Big props to Honor for launching the Honor 9 Lite with Android 8.0 Oreo right out of the box even when other smartphones launched in January 2018 continue to come with Android Nougat (bah!).
Of course, there’s the EMUI 8.0 layer on top of it, which is an awkward successor to EMUI 5.1. The company has chosen to fast forward the version number of Emotion UI to align it with Android version numbers, which makes good sense.
There’s also the usual bunch of bloatware that we keep seeing on Honor devices. There are a few pre-installed trial games, some apps that link to Honor support and community forums, and the company’s own music and video players.
EMUI 8.0 runs fairly well on this hardware, and while not as snappy or fluid as stock Android, it does offer more functional options which you may like, and has some added intuitive features.
|Operating System||Android 8.0 Oreo with EMUI 8.0|
|Display||5.65-inch Full HD+ (2160 x 1440) IPS|
18:9 aspect ratio
|Processor||HiSilicon Kirin 659 processor, clocked at up to 2.36GHz|
Expandable up to 256 GB with microSD card
|Front Camera||13 MP + 2MP with LED flash|
F2.0 wide aperture
|Rear Camera||13 MP + 2MP with LED flash |
|Battery||3,000 mAh |
Smart Power 5.0
Pricing and final thoughts
The Honor 9 Lite is an affordable mid-range smartphone that covers all the bases – stunning design, latest Android version, front and rear dual cameras, and an 18:9 display. That alone makes it a well-rounded package.
The Honor 9 Lite could be a stunning all-rounder, but while it checks all the boxes, it does not dazzle.
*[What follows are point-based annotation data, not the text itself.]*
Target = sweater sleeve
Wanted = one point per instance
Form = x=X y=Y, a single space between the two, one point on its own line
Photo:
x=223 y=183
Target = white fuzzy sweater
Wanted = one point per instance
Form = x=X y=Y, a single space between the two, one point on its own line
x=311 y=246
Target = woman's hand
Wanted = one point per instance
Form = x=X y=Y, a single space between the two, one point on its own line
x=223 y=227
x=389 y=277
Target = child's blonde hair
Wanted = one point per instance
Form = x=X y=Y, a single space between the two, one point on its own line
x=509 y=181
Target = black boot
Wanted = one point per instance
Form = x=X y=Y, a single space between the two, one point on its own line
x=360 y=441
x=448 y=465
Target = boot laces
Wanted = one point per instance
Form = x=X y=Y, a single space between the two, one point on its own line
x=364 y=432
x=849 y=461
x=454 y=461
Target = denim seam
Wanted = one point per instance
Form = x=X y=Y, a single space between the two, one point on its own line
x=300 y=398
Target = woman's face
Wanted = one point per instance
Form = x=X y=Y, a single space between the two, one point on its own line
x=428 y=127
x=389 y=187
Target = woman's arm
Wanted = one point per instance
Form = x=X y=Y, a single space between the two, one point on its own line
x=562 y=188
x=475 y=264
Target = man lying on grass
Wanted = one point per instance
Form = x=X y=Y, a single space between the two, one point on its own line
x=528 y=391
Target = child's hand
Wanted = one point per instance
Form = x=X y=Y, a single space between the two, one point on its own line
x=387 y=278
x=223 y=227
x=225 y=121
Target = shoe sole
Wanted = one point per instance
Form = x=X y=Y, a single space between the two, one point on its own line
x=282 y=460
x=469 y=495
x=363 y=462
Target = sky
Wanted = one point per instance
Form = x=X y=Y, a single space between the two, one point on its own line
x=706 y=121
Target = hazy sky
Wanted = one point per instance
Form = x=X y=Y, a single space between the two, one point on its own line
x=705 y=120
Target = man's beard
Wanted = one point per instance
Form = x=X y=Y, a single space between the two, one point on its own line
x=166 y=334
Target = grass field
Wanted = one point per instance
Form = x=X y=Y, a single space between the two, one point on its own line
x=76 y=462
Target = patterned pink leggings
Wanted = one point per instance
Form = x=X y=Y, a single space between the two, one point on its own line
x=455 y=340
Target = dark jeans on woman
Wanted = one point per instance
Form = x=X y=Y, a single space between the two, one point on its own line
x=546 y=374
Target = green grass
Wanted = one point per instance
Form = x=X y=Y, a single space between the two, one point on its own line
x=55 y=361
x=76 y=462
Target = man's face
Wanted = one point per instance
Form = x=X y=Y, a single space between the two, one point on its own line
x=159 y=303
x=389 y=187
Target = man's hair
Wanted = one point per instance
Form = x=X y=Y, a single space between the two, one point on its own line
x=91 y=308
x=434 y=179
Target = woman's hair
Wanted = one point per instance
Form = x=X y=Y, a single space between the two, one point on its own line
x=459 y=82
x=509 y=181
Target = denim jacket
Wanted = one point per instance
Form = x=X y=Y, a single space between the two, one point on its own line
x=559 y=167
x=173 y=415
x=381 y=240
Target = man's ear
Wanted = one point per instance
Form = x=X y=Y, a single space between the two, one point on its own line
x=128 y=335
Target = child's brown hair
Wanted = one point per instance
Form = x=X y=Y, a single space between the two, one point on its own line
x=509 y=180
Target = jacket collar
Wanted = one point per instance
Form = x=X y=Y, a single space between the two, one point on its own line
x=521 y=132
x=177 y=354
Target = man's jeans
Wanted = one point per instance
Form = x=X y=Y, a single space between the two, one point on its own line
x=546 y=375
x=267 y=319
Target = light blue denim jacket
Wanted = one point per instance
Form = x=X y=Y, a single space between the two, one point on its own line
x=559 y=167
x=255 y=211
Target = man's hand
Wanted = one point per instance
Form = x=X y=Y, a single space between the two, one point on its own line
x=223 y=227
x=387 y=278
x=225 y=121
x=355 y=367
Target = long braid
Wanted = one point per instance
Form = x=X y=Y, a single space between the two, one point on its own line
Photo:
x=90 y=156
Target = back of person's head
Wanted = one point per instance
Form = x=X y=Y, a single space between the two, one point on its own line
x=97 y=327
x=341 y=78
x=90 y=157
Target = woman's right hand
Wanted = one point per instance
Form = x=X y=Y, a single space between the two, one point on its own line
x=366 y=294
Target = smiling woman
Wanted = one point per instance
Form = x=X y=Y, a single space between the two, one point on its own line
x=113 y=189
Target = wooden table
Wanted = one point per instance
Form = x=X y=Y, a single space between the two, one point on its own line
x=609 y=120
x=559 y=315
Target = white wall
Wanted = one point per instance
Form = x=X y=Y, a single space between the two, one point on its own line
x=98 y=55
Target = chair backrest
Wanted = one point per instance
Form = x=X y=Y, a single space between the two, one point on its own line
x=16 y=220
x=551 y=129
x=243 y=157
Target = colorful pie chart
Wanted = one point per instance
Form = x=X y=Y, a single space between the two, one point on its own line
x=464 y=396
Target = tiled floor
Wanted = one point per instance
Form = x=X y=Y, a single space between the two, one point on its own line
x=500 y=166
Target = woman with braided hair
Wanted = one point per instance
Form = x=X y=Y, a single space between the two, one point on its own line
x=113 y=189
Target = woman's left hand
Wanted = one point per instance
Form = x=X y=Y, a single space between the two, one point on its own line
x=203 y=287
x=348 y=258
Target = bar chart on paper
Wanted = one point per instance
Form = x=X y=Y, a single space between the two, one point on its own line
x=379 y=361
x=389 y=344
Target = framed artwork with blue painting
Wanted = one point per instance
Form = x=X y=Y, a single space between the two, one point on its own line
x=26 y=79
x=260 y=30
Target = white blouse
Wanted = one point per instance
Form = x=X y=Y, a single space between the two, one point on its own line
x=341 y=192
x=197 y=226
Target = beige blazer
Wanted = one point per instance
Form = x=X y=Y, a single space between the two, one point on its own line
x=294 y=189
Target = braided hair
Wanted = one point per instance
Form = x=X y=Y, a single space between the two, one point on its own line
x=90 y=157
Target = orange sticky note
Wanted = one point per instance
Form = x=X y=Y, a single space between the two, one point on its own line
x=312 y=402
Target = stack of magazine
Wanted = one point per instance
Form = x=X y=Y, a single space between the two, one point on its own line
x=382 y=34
For casual smartphone users who’d like a stunning looking device, the Honor 9 Lite base variant at ₹10,999 in India (~$171) is a nice pick in the sub-$200 price-point. But if you like to stretch your smartphone, the Honor 9 Lite is not without its shortcomings. Also, at ₹14,999 (~$234), the higher spec’d variant charges quite a premium for the extra bit of RAM and storage. So much so that you might want to look at other options on the shelves – we’ve complied a list of the best cheap phones here, including the Moto G5 Plus, Nokia 6, or even the LG Q6.
For a direct comparison, the slightly older Honor 7X is a hardware carbon-copy, with 4GB of RAM (only), and at a similar price point (₹12,999/$199.99). The main difference is that it trades the good looks of the 9 Lite for a sturdier body, and runs Nougat, but Huawei has promised it will be updated to Android Oreo in the next quarter.